Fiscalizações do Tribunal de Contas do Estado identificaram ganhos de dirigentes da USP acima dos do governador de São Paulo. A situação, considerada ilegal pelo TCE, fez com que as contas da universidade fossem rejeitadas ontem, pela primeira vez.

A análise do tribunal se refere aos gastos de 2008 da universidade, sob a gestão da então reitora Suely Vilela.

Editoria de Arte/Folhapress

Editoria de Arte/Folhapress

A USP já informou que vai recorrer da decisão.

De acordo com o órgão de fiscalização estadual, a reitora, o vice-reitor, os pró-reitores e o chefe-de-gabinete ganhavam mais de R$ 17 mil, entre salários e benefícios.

A remuneração do governador de São Paulo -na época, o tucano José Serra- era de R$ 14.850.

A Constituição impõe que servidores públicos estaduais não podem ganhar mais que o governador.

A Folha apurou que foram identificados ganhos de dirigentes da cúpula da USP acima do teto até 2013, pelo menos. A universidade nega.

O conselheiro que cuidou do processo no tribunal, Antonio Roque Citadini, determinou ontem que a universidade precisa se adequar à regra da remuneração, sob risco de multas aos dirigentes.

Aqueles que têm contas julgadas irregulares podem também sofrer processo por improbidade administrativa.
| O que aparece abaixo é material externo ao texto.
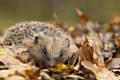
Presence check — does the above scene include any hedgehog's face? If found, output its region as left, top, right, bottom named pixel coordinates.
left=30, top=36, right=76, bottom=66
left=3, top=36, right=28, bottom=53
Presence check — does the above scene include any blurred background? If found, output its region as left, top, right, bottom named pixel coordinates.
left=0, top=0, right=120, bottom=30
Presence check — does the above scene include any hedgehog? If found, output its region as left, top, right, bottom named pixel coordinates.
left=3, top=21, right=78, bottom=67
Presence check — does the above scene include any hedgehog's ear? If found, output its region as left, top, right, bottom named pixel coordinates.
left=34, top=35, right=43, bottom=44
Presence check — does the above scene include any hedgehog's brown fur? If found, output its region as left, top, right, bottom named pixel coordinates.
left=3, top=21, right=77, bottom=66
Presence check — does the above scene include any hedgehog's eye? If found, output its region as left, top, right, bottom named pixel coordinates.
left=42, top=48, right=48, bottom=54
left=6, top=42, right=12, bottom=46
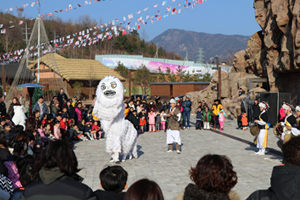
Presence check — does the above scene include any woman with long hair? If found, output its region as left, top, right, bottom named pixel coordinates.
left=22, top=140, right=97, bottom=200
left=124, top=179, right=164, bottom=200
left=177, top=154, right=239, bottom=200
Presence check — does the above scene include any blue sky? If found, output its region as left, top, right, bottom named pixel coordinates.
left=0, top=0, right=260, bottom=41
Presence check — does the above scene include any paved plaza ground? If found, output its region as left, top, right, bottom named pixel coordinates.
left=75, top=116, right=282, bottom=200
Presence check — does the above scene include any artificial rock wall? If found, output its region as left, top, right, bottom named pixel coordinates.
left=189, top=0, right=300, bottom=117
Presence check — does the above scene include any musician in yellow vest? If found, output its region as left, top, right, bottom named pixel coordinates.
left=254, top=101, right=269, bottom=155
left=284, top=106, right=300, bottom=139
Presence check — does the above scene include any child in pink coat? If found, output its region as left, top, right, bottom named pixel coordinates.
left=148, top=109, right=156, bottom=132
left=219, top=109, right=226, bottom=131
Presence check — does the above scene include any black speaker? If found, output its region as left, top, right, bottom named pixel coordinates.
left=259, top=92, right=279, bottom=126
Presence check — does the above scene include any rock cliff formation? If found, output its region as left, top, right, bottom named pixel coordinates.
left=189, top=0, right=300, bottom=117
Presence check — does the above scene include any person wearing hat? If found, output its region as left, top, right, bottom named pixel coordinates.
left=166, top=99, right=181, bottom=154
left=0, top=96, right=6, bottom=116
left=72, top=95, right=77, bottom=108
left=281, top=103, right=297, bottom=143
left=211, top=99, right=223, bottom=130
left=32, top=96, right=50, bottom=117
left=254, top=101, right=269, bottom=155
left=286, top=106, right=300, bottom=136
left=182, top=95, right=192, bottom=129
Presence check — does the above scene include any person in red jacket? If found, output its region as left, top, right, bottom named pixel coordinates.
left=139, top=116, right=147, bottom=133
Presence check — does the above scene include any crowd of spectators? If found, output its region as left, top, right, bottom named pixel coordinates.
left=0, top=90, right=300, bottom=200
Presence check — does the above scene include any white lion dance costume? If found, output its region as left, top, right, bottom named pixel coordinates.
left=93, top=76, right=138, bottom=162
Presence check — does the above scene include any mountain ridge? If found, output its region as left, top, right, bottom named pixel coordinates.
left=151, top=29, right=250, bottom=64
A decisão de ontem foi tomada pelo relator. Eventual recurso será analisado pelo conjunto de conselheiros.

LIMITES

O tribunal criticou também, na decisão de ontem, as despesas da universidade com folha de pagamento.

Em 2008, ano analisado pelo relatório, a instituição gastava 87% dos seus recursos com salários e benefícios.

A situação se agravou e chegou a 100% no ano passado. Assim, a instituição tem usado reservas para cobrir as demais despesas. Em 2013, foram R$ 1 bilhão.

O tribunal recomenda que o governador estabeleça um teto para esse tipo de gasto.

A despesa com pessoal cresceu na USP tanto por conta de contratações (o número de funcionários cresceu 10% entre 2008 e 2012) quanto por aumentos acima da inflação aos servidores.

Em 2011 e 2012, por exemplo, o reajuste ficou dois pontos percentuais acima da inflação anual.

A gestão do reitor Marco Antonio Zago, que iniciou o mandato neste ano, não respondeu as questões enviadas pela Folha sobre a remuneração atual dos dirigentes.

DIVULGAÇÃO

Por ser autarquia especial, a USP não divulga publicamente as remunerações de seus servidores, ainda que sejam pagos com recursos do Estado, como fazem demais órgãos do governo.

A reitoria disse apenas que desde 2010 o teto do governador é respeitado nas universidades estaduais -informação questionada por técnicos com acesso à folha da USP.

Os dados disponíveis no site da instituição detalham como a remuneração dos dirigentes pode seguir acima do que ganha o governador.

Geraldo Alckmin (PSDB) recebe atualmente R$ 20.662.

A remuneração do reitor da universidade, por exemplo, é de pelo menos R$ 19 mil. Mas o servidor da USP tem direito a reajuste de 5% a cada cinco anos e aumento de 1/6 após 20 anos de trabalho.

Zago, por exemplo, está há 40 anos na USP.

No ano passado a Unicamp teve suas contas rejeitadas pelo Tribunal de Contas do Estado, por diferentes conselheiros, pela mesma razão: salários acima do teto.

São esses mesmos conselheiros que analisarão os recursos tanto da USP como os da Unicamp.